Mom, Not Porn This Time.
Bernardo Bertolucci’s “The Dreamers”
I was one of the insatiables. The ones you’d always find sitting closest to the screen. Why do we sit so close? Maybe it was because we wanted to receive the images first. When they were still new, still fresh. Before they cleared the hurdles of the rows behind us. Before they’d been relayed back from row to row, spectator to spectator; until worn out, secondhand, the size of a postage stamp, it returned to the projectionist’s cabin. Maybe, too, the screen was really a screen. It screened us… from the world.
Wong Kar Wai’s “In the Mood For Love”
He remembers those vanished years. As though looking throusth a dusty window pane, the past is something he could see, but not touch. And everything he sees is blurred and indistinct.
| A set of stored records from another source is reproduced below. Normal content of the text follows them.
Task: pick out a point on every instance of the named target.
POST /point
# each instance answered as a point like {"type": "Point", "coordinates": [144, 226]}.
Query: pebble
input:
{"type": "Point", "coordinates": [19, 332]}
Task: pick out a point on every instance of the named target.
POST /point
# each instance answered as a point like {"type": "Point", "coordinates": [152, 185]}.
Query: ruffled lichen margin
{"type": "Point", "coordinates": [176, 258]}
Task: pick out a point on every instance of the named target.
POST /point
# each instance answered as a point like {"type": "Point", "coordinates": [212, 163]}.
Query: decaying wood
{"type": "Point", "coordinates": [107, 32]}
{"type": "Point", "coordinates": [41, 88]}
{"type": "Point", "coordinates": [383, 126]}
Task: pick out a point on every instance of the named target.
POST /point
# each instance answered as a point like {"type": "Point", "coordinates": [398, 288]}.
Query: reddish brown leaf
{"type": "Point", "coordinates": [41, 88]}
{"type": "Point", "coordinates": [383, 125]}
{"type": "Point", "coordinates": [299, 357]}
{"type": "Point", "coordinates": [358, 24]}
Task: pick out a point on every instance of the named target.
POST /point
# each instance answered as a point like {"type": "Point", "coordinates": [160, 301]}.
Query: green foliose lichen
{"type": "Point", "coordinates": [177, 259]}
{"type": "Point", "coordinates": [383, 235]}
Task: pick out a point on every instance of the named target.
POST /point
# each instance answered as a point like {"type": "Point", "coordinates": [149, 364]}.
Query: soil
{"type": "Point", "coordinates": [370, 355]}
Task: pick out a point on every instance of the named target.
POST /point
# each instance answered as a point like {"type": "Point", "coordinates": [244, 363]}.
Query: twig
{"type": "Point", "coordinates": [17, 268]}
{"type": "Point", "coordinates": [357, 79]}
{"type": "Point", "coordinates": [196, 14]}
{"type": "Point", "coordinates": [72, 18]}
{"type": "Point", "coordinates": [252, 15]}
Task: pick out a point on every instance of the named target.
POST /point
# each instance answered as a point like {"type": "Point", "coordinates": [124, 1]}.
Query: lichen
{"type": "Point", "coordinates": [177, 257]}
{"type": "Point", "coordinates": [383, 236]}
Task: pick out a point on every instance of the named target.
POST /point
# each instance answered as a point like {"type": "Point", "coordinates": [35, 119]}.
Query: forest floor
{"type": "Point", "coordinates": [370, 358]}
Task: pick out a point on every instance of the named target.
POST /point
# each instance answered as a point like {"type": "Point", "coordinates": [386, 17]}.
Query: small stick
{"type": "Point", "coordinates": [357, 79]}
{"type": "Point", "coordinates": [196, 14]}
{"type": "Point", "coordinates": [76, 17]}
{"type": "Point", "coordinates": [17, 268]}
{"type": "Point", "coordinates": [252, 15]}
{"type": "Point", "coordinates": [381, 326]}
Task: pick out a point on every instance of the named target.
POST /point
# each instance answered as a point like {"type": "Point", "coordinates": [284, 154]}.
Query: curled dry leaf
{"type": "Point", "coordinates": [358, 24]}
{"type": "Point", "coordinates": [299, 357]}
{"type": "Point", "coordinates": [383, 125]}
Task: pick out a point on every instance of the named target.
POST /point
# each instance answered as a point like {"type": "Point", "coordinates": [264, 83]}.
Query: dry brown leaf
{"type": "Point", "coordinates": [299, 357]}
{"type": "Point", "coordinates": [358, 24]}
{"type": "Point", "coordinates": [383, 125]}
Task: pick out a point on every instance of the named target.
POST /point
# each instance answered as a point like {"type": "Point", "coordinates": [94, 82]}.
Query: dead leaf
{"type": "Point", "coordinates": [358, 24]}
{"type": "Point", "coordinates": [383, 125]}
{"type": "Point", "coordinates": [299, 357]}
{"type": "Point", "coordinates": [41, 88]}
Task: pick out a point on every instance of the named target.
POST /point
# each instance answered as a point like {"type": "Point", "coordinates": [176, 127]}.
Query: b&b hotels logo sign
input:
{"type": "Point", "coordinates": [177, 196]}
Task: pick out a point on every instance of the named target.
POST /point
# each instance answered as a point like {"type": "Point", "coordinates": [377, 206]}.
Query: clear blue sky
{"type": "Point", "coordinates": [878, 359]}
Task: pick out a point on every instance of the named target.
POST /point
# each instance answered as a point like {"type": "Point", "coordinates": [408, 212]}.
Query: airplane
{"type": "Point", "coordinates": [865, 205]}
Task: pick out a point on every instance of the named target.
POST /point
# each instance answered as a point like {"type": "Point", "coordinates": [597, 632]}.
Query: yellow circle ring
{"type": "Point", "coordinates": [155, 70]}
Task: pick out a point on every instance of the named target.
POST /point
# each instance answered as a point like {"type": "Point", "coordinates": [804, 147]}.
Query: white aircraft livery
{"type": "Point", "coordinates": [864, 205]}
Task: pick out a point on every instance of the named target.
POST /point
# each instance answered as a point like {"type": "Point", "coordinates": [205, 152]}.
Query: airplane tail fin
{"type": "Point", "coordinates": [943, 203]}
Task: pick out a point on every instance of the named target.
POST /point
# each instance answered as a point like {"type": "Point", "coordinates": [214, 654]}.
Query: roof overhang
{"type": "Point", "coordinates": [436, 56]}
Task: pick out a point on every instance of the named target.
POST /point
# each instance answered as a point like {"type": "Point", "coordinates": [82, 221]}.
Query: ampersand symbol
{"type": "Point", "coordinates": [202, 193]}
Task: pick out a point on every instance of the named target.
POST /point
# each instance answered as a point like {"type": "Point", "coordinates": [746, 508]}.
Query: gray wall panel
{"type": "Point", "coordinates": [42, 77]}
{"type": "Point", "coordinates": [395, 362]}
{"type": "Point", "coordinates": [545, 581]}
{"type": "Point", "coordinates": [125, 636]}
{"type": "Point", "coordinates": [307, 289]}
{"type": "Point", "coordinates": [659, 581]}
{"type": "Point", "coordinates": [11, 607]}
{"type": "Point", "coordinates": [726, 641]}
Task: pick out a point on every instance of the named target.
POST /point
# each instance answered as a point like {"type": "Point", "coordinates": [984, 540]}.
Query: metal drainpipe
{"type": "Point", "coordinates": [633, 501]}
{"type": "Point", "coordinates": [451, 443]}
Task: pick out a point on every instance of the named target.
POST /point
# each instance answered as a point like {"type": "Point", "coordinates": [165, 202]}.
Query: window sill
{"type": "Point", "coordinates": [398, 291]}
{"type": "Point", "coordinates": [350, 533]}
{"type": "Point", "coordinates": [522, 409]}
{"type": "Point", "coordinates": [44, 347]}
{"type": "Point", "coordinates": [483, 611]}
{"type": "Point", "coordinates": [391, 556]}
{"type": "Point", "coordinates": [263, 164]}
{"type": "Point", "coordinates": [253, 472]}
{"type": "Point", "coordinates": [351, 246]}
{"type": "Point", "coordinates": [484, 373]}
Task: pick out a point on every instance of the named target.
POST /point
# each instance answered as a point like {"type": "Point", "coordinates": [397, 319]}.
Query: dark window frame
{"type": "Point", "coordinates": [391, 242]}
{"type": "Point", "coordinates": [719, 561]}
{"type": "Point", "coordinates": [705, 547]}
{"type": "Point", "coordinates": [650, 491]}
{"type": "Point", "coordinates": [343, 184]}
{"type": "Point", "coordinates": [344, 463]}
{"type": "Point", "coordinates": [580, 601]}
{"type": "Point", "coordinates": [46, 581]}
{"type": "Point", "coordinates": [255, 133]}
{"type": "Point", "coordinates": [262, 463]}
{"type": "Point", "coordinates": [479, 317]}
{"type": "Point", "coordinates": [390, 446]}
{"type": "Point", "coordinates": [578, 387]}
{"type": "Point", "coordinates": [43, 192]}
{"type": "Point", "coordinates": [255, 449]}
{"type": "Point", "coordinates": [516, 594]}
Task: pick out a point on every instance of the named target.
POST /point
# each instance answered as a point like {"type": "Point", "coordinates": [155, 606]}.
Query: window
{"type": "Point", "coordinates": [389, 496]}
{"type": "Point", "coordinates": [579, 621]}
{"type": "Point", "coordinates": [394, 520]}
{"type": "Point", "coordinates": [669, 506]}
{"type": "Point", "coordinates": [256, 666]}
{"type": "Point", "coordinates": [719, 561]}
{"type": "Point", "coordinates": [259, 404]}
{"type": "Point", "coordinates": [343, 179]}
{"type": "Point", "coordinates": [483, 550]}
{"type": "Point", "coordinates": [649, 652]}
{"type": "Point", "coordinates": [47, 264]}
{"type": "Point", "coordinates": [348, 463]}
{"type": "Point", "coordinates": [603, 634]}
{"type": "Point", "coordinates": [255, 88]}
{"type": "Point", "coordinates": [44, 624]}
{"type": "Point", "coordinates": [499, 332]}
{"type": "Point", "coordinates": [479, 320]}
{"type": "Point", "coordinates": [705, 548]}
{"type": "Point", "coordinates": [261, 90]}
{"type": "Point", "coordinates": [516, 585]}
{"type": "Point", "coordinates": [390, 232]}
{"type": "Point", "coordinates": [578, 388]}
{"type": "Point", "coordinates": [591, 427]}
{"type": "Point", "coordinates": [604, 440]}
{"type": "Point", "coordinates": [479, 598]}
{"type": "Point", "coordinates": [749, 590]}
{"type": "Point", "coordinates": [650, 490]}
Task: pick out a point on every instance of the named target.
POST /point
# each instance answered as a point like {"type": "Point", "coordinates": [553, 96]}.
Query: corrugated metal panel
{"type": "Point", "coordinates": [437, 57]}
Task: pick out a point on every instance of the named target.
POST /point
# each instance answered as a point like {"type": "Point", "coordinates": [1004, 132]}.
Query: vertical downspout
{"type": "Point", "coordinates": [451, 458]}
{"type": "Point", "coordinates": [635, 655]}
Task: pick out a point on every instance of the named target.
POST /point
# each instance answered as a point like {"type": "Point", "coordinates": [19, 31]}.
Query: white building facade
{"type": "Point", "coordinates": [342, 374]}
Gregg Araki’s “Mysterious Skin”
And as we sat there listening to the carolers, I wanted to tell Brian it was over now and everything would be okay. But that was a lie, plus, I couldn’t speak anyway. I wish there was some way for us to go back and undo the past. But there wasn’t. There was nothing we could do. So I just stayed silent and trying to telepathically communicate how sorry I was about what had happened. And I thought of all the grief and sadness and fucked up suffering in the world, and it made me want to escape. I wished with all my heart that we could just leave this world behind. Rise like two angels in the night and magically… disappear.